The dataset is in Beyond 20/20 (.ivt) format. The Beyond 20/20 browser is required in order to open it. This software can be freely downloaded from the Statistics Canada website:
https://www.statcan.gc.ca/eng/public/beyond20-20 (Windows only).
For information on how to use Beyond 20/20, please see:
http://odesi2.scholarsportal.info/documentation/Beyond2020/beyond20-quickstart.pdf
https://wiki.ubc.ca/Library:Beyond_20/20_Guide

Custom order from Statistics Canada includes the following dimensions and variables:

Geography:
Non-reserve CSDs in British Columbia - 299 geographies
The global non-response rate (GNR) is an important measure of census data quality. It combines total non-response (households) and partial non-response (questions). A lower GNR indicates a lower risk of non-response bias and, as a result, a lower risk of inaccuracy. The counts and estimates for geographic areas with a GNR equal to or greater than 50% are not published in the standard products. The counts and estimates for these areas have a high risk of non-response bias, and in most cases, should not be released. All the geographies requested for this tabulation have been cleared for the release of income data and have a GNR under 50%.

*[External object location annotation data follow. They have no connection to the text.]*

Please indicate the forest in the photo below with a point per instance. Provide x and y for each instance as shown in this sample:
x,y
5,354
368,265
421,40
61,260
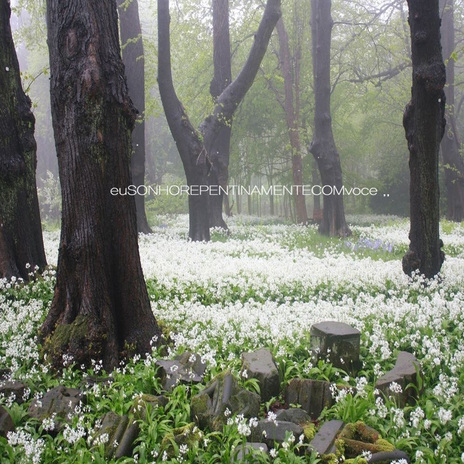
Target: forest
x,y
231,231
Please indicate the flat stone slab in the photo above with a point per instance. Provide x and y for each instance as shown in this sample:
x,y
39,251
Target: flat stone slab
x,y
118,434
336,342
242,451
324,440
274,431
296,415
404,373
189,435
260,365
388,457
144,403
17,389
57,403
6,422
185,368
312,395
208,408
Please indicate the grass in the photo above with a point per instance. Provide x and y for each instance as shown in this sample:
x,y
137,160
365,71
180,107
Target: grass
x,y
264,285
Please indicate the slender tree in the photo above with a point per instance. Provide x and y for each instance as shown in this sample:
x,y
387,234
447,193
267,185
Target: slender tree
x,y
220,147
290,66
323,144
100,309
21,243
133,59
195,146
424,124
450,144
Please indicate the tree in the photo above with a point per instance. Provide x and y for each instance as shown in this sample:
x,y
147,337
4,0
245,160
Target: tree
x,y
100,309
323,144
450,144
195,146
424,125
133,59
21,241
290,66
220,148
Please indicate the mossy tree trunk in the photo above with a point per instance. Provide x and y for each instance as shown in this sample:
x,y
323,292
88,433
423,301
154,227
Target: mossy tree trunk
x,y
323,144
220,148
21,241
100,309
424,124
451,144
195,146
133,59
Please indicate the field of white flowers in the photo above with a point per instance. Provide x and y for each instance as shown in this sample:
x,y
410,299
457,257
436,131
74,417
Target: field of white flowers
x,y
265,285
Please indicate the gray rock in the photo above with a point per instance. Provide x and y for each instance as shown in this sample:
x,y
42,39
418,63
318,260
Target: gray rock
x,y
17,389
274,431
185,368
58,403
189,435
338,342
324,440
295,415
144,403
312,395
388,457
6,422
118,434
261,365
403,374
223,392
242,451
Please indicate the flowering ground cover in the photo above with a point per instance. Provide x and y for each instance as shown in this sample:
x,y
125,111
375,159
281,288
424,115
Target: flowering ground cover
x,y
265,285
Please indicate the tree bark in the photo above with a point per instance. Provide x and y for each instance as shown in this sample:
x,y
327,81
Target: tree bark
x,y
195,147
100,309
133,59
292,113
323,144
21,243
424,125
450,144
220,147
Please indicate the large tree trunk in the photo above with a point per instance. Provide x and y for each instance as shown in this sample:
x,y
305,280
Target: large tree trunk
x,y
424,124
100,309
220,148
195,147
450,144
292,113
133,59
323,144
21,241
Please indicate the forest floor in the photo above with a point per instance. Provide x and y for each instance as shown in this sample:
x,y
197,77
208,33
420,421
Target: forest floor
x,y
264,285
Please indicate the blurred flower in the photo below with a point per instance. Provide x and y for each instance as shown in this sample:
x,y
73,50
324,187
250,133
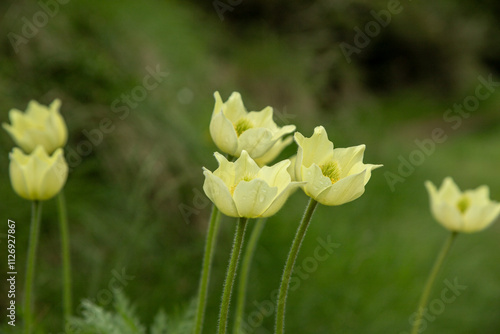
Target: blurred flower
x,y
274,151
468,211
39,125
37,176
243,189
333,176
233,130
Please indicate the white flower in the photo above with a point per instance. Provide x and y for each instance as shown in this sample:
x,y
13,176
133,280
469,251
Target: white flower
x,y
333,176
243,189
39,125
233,130
468,211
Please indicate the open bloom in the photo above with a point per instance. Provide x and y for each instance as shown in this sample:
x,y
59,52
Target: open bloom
x,y
333,176
468,211
243,189
39,125
37,176
233,130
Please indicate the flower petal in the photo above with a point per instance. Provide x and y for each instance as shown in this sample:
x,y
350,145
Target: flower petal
x,y
479,196
280,200
276,175
223,134
449,191
245,167
54,177
219,194
316,181
263,118
17,174
234,108
253,197
478,217
274,151
349,157
226,170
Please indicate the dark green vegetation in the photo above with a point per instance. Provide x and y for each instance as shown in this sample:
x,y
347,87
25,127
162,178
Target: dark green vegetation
x,y
124,196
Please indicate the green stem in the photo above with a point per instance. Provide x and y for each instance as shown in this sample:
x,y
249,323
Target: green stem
x,y
36,215
245,268
430,281
63,222
231,273
290,262
213,228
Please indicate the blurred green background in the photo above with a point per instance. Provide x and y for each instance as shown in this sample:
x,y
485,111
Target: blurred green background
x,y
135,201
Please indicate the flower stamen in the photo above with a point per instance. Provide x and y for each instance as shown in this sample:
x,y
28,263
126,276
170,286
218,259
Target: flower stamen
x,y
463,204
245,178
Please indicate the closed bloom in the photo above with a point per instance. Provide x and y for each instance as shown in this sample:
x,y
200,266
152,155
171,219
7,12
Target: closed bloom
x,y
468,211
233,130
37,176
39,125
243,189
333,176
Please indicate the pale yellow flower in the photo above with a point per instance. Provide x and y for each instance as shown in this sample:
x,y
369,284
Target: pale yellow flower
x,y
37,176
243,189
468,211
233,130
333,176
39,125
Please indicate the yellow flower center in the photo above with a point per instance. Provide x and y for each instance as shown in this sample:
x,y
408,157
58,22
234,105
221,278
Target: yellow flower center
x,y
463,204
242,125
331,170
245,178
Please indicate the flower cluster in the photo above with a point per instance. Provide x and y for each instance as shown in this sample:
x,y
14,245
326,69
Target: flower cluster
x,y
243,189
38,170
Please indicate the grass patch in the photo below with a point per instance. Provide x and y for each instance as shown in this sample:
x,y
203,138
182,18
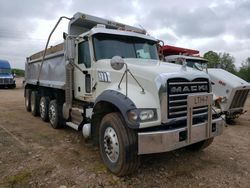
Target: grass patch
x,y
21,178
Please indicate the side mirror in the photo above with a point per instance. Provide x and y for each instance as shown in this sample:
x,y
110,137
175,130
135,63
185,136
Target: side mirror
x,y
117,63
70,48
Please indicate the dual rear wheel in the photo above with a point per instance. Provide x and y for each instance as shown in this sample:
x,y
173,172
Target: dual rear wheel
x,y
49,110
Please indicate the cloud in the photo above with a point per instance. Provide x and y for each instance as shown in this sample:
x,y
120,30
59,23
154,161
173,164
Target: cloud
x,y
221,26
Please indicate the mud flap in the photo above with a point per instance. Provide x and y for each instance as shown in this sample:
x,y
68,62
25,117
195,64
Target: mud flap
x,y
201,131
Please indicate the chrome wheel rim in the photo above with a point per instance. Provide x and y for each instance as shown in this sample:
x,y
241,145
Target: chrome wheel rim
x,y
111,144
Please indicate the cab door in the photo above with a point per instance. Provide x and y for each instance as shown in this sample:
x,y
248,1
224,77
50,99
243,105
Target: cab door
x,y
83,71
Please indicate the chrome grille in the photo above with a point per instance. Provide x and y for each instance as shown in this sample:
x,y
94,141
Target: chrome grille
x,y
6,81
239,98
178,90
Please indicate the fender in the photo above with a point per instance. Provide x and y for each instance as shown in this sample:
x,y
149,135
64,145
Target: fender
x,y
120,101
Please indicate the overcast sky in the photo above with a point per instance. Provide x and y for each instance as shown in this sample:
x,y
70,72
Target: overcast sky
x,y
221,26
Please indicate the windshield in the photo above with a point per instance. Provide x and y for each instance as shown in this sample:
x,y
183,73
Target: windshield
x,y
197,64
5,71
107,46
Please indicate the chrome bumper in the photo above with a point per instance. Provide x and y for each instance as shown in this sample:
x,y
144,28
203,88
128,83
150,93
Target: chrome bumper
x,y
163,141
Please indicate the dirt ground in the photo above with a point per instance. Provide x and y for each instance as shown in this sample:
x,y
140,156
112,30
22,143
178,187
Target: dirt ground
x,y
35,155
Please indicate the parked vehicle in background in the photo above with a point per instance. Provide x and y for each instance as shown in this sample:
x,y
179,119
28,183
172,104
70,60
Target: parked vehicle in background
x,y
106,80
7,79
230,91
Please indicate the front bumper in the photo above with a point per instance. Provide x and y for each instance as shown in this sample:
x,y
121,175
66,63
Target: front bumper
x,y
163,141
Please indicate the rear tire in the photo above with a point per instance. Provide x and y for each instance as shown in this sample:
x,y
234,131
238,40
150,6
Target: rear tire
x,y
44,108
55,114
200,145
27,99
34,103
118,145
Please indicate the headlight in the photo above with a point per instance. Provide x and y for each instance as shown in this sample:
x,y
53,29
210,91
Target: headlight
x,y
146,115
141,115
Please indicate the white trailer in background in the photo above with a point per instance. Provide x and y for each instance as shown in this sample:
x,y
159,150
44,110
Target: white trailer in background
x,y
230,91
106,80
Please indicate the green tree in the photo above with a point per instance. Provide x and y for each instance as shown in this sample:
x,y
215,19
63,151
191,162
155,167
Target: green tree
x,y
227,62
18,72
244,71
213,58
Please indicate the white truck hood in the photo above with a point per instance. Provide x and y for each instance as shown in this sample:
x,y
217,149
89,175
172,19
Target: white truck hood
x,y
161,71
228,78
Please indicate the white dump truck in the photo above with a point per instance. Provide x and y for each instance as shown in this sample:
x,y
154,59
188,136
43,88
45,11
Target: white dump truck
x,y
230,91
106,80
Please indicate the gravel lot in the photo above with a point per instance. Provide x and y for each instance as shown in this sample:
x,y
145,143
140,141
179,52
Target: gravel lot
x,y
35,155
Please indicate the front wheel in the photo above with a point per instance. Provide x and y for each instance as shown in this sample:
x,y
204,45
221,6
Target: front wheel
x,y
44,108
118,145
55,114
27,99
34,103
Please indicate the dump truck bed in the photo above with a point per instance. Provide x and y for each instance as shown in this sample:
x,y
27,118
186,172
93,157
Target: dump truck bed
x,y
53,70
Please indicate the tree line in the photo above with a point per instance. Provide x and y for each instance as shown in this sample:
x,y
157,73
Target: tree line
x,y
227,62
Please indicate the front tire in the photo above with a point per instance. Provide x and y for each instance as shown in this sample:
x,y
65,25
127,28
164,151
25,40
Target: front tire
x,y
118,145
55,114
44,108
27,99
34,103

Housing Tenure Including Presence of Mortgage (5)
1. Total – Private non-band non-farm off-reserve households with an income greater than zero by housing tenure
2. Households who own
3. With a mortgage1
4. Without a mortgage
5. Households who rent
Note: 1) Presence of mortgage - Refers to whether the owner households reported mortgage or loan payments for their dwelling.

2015 Before-tax Household Income Quartile Ranges (5)
1. Total – Private households by quartile ranges1, 2, 3
2. Count of households under or at quartile 1
3. Count of households between quartile 1 and quartile 2 (median) (including at quartile 2)
4. Count of households between quartile 2 (median) and quartile 3 (including at quartile 3)
5. Count of households over quartile 3
Notes: 1) A private household will be assigned to a quartile range depending on its CSD-level location and depending on its tenure (owned and rented). Quartile ranges for owned households in a specific CSD are delimited by the 2015 before-tax income quartiles of owned households with an income greater than zero and residing in non-farm off-reserve dwellings in that CSD. Quartile ranges for rented households in a specific CSD are delimited by the 2015 before-tax income quartiles of rented households with an income greater than zero and residing in non-farm off-reserve dwellings in that CSD.
2) For the income quartiles dollar values (the delimiters) please refer to Table 1.
3) Quartiles 1 to 3 are suppressed if the number of actual records used in the calculation (not rounded or weighted) is less than 16. For cases in which the renters’ quartiles or the owners’ quartiles (figures from Table 1) of a CSD are suppressed the CSD is assigned to a quartile range depending on the provincial renters’ or owners’ quartile figures.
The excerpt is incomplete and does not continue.